Hungarian leader, visiting Moscow, calls Russian demands reasonable and says sanctions are pointless.

Hungarian leader, visiting Moscow, calls Russian demands reasonable and says sanctions are pointless.

MOSCOW — Splitting sharply from his NATO allies, Prime Minister Viktor Orban of Hungary said on Tuesday that proposed sanctions against Russia if it takes military action against Ukraine would be “doomed to failure” and that Russian security demands were reasonable.

Visiting Moscow, Mr. Orban met privately for five hours with President Vladimir V. Putin of Russia, and afterward said at an amiable news conference with Mr. Putin that he “did not see any intention” for Russia to escalate the conflict with Ukraine.

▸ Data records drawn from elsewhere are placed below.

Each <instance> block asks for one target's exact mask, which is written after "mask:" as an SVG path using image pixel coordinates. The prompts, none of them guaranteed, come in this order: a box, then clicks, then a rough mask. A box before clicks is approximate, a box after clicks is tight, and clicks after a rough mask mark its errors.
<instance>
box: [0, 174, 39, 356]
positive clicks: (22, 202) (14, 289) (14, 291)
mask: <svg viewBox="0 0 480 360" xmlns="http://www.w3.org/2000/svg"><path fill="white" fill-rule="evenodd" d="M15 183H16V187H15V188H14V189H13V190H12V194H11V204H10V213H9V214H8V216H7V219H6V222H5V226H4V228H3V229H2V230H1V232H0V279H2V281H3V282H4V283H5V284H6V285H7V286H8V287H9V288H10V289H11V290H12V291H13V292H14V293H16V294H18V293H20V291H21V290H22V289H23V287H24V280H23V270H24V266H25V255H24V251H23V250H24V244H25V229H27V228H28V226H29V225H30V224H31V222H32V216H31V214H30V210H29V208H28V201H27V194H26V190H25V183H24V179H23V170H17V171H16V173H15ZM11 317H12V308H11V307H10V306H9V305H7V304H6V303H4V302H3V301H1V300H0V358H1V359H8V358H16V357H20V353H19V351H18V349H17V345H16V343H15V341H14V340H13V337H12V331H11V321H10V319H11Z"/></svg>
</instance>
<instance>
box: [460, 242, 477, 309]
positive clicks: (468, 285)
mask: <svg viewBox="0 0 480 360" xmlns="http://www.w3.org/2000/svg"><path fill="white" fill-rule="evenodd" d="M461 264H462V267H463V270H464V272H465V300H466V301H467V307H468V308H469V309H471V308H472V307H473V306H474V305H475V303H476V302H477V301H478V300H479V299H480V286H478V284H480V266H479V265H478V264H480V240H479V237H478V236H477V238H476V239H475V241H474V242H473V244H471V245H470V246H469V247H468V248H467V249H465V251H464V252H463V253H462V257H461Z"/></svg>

Most Western leaders have denounced Mr. Putin for deploying more than 100,000 troops near Ukraine’s borders, and U.S. and NATO officials have warned that Russia appeared to be preparing for an invasion. Hungary is a member of the European Union and NATO, which have both pledged to respond forcefully to a Russian invasion of Ukraine.

“The president was very calm and said that Russia’s demands for security guarantees are normal and should be the basis for negotiations,” said Mr. Orban. “And I agree with that. We must negotiate.”

As Washington floats a strict sanctions regime in the event of a new Russian incursion into Ukraine, Mr. Orban said previous sanctions “did not bring the desired effect in the case of Russia at all.”

He said the sanctions imposed by the European Union after Russia annexed Crimea in 2014 did more harm to Hungary than their intended target.

Mr. Orban, perhaps Mr. Putin’s closest ally inside the European Union, has long been accused of undermining the 27-member bloc’s common foreign policy and democratic standards. It was the 12th meeting between the two leaders since 2013.

“Mr. Orban is practically behaving like a tool of Russian foreign policy,” said Peter Kreko, a senior fellow at the Center for European Policy Analysis and director of Political Capital, a research group in Budapest.

Relations between Kyiv and Budapest soured in 2017 over a law Ukraine passed making Ukrainian the official language of education, which Hungary said discriminated against the ethnic Hungarian minority in the country’s west. Since then, Budapest has blocked operations of the NATO-Ukraine Council, the primary forum for the military alliance to engage with Kyiv.

In 2019 Mr. Orban welcomed to Budapest an obscure Russian development bank whose chairman had longstanding ties to Russian intelligence agencies, giving its leadership diplomatic immunity. Hungary became the first E.U. country to use the Russian coronavirus vaccine, Sputnik V, contravening the advice of the E.U.’s medicines regulator.

The Ukraine crisis has amplified calls for Europe to rely less on Russian natural gas, but Mr. Orban has done the opposite: He signed a 15-year-deal with Gazprom, the Russian state energy company, in September, and he is seeking to buy more.

Unlike most its neighbors, Hungary has also signaled that it would neither allow increased NATO troop presence on its soil, not send more aid to Ukraine.